Example Usage from CLI

To validate a CSV file and output the results to a specified directory (with optional parameters set to default values, i.e. checking for the existence of IDs via querying external APIs):

python -m oc_validator.main -i path/to/input.csv -o path/to/output_dir

To use OC Meta endpoint instead of external APIs to verify the existence of the IDs:

python -m oc_validator.main -i path/to/input.csv -o path/to/output_dir -m

To skip all ID existence verification:

python -m oc_validator.main -i path/to/input.csv -o path/to/output_dir -s

Programmatic Usage

An object of the Validator class is instantiated, passing as parameters the path to the input document to validate and the path to the directory where to store the output. By calling the validate() method on the instance of Validator, the validation process gets executed.

The process automatically detects which of the two tables has been passed as input (on condition that the input CSV document's header is formatted correctly for at least one of them).

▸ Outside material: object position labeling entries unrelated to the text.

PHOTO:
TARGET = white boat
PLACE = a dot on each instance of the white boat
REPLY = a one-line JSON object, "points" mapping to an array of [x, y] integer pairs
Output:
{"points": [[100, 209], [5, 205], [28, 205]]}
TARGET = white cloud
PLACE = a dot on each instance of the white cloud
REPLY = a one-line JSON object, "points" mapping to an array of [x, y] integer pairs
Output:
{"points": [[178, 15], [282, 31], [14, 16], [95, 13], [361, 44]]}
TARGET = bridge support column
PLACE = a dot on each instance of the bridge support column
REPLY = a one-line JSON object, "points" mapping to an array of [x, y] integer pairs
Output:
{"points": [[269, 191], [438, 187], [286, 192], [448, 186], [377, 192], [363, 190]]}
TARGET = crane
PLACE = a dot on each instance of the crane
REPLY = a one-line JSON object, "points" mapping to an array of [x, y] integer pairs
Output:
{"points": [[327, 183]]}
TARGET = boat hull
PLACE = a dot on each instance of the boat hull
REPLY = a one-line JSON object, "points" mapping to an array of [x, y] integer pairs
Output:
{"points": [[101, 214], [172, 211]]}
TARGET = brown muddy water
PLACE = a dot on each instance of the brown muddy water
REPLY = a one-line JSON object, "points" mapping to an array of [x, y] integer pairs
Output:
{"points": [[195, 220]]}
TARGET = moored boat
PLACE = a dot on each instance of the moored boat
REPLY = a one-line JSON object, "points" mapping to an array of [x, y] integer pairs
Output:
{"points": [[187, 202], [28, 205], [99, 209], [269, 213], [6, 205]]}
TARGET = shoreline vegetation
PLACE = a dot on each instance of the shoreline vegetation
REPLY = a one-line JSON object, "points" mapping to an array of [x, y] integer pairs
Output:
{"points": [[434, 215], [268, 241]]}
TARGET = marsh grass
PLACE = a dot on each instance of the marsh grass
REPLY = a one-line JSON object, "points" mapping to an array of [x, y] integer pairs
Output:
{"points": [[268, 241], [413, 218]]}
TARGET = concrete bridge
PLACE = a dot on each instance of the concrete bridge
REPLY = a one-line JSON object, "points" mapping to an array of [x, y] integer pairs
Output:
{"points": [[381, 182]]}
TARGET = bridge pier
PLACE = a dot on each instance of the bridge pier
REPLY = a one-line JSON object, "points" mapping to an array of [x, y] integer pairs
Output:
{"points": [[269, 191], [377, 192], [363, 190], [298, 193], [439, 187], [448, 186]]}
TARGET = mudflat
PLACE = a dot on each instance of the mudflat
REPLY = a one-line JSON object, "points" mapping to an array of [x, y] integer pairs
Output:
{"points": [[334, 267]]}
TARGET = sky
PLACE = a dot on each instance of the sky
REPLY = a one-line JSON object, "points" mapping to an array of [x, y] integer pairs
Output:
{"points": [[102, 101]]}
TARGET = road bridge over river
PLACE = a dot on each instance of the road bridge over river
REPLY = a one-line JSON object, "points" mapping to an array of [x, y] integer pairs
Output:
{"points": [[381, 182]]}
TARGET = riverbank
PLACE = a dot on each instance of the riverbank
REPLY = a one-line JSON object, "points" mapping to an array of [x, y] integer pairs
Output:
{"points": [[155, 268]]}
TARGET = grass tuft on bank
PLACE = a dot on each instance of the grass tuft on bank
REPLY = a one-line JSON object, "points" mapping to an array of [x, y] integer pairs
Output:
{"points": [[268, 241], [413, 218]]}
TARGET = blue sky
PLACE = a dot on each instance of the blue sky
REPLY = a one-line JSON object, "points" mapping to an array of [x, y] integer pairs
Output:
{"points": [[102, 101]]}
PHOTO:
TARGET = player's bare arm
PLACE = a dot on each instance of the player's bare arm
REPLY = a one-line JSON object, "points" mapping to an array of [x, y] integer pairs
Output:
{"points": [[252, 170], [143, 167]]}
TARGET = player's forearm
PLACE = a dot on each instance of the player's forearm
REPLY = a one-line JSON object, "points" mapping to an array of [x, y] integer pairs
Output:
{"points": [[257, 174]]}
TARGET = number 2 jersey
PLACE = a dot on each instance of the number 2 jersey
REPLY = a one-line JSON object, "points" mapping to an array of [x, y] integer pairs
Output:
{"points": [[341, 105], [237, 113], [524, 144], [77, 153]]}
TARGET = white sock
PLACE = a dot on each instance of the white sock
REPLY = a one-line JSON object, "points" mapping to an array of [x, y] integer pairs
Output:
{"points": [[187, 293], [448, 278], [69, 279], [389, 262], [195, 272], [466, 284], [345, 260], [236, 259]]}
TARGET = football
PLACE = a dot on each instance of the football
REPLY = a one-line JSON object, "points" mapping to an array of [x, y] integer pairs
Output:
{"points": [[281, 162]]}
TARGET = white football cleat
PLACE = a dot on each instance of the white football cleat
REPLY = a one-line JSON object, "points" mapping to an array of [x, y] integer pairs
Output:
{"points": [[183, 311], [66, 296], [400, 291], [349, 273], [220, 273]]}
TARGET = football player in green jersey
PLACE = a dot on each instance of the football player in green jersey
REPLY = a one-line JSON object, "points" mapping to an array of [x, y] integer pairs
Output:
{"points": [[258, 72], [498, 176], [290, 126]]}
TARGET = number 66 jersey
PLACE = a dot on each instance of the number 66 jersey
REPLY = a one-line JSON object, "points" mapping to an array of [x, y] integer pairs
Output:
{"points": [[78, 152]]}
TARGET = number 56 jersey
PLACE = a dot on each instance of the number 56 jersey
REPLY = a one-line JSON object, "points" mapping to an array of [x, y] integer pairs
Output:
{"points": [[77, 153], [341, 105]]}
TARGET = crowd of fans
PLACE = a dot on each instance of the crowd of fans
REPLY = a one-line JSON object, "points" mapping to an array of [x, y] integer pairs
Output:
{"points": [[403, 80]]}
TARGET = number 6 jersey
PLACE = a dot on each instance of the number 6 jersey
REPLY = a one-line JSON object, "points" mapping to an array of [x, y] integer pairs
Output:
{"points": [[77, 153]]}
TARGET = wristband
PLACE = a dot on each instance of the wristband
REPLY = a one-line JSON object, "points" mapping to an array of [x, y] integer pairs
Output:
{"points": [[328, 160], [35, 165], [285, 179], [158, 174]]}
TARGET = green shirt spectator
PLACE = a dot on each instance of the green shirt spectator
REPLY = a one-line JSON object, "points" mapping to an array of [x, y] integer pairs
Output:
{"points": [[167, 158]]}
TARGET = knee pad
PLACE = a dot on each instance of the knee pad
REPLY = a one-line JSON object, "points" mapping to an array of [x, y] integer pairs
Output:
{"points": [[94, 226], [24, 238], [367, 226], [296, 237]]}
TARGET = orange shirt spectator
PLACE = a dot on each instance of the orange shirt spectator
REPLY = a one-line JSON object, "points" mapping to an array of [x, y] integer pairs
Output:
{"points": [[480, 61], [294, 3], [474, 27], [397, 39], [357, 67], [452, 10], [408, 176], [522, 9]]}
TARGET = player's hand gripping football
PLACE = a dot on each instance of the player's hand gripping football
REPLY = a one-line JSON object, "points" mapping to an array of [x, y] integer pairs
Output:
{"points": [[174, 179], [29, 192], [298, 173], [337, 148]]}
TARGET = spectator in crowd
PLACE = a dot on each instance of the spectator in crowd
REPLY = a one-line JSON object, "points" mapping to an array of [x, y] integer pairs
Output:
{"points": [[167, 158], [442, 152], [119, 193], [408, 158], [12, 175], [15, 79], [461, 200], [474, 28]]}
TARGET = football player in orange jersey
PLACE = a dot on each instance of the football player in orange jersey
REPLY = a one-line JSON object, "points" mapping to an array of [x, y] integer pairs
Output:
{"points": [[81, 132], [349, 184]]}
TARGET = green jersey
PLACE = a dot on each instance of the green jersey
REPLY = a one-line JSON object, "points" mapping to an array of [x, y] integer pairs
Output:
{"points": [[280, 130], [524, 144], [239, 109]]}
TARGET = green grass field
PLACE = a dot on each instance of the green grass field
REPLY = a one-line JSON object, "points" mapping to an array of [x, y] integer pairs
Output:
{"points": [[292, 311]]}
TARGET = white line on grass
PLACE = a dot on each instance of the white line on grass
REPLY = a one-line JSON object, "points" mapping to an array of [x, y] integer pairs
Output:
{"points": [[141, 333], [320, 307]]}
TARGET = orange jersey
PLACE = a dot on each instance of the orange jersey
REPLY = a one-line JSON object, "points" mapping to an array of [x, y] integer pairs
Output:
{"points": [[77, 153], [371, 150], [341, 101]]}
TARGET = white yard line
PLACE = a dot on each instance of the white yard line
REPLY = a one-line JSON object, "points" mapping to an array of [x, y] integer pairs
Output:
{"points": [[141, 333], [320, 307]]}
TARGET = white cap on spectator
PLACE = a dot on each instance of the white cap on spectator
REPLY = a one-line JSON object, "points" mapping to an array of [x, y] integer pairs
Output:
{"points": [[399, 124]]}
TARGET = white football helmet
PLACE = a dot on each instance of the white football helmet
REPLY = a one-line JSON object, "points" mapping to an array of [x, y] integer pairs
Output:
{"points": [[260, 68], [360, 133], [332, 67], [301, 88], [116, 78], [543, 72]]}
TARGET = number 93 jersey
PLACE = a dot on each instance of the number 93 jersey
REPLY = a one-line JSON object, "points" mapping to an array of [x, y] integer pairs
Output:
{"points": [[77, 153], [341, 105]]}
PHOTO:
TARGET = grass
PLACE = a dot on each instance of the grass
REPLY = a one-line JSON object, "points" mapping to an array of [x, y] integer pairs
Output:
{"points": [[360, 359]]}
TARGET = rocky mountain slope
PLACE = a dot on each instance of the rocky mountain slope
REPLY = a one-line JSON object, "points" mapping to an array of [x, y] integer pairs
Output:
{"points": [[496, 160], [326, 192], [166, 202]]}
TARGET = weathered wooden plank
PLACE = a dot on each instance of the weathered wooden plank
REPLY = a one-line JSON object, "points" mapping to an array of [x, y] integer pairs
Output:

During the process, the whole document is always processed: if the document is invalid or contains anomalies, the errors/warnings are reported in detail in a JSON file and summarized in a .txt file, which will be automatically created in the output directory. validate also returns a list of dictionaries corresponding to the JSON validation report (empty if the document is valid).

from oc_validator.main import Validator

# Basic validation
v = Validator('path/to/table.csv', 'output/directory')
v.validate()

# Validation with Meta endpoint checking for ID existence
v = Validator('path/to/table.csv', 'output/directory', use_meta_endpoint=True)
v.validate()

# Validation skipping all ID existence checks
v = Validator('path/to/table.csv', 'output/directory', verify_id_existence=False)
v.validate()

Starting from version 0.3.3, it is possible to validate two tables at a time, one storing metadata and the other storing citations, in order to verify, besides all the other checks, that all the citations represented in a document have their metadata represented in the other document, and vice versa. This can be done by using the ClosureValidator class. The ClosureValidator class internally wraps two instances of Validator, one for metadata and one for citations, and requires to explicitly specify the table type for either document. Both the internal Validator instances can be separately customized by specifying the optional parameters for each of the two via the meta_kwargs and cits_kwargs arguments. ClosureValidator takes the following parameters:

  • meta_in: Path to the input CSV table storing metadata.
  • meta_out_dir: Directory for metadata validation results.
  • cits_in: Path to the input CSV table storing citations.
  • cits_out_dir: Directory for citation validation results.
  • strict_sequenciality: [deafaults to False] If True, checks the transitive closure if and only if all the other checks passed without detecting errors. With the default option (False), it is always checked that all the entities involved in citations have also their metadata represented in the other table, and vice versa, regardless of the presence of other errors in the tables.
  • meta_kwargs: (Optional) Dictionary of configuration options for the metadata table validator.
  • cits_kwargs: (Optional) Dictionary of configuration options for the citation table validator.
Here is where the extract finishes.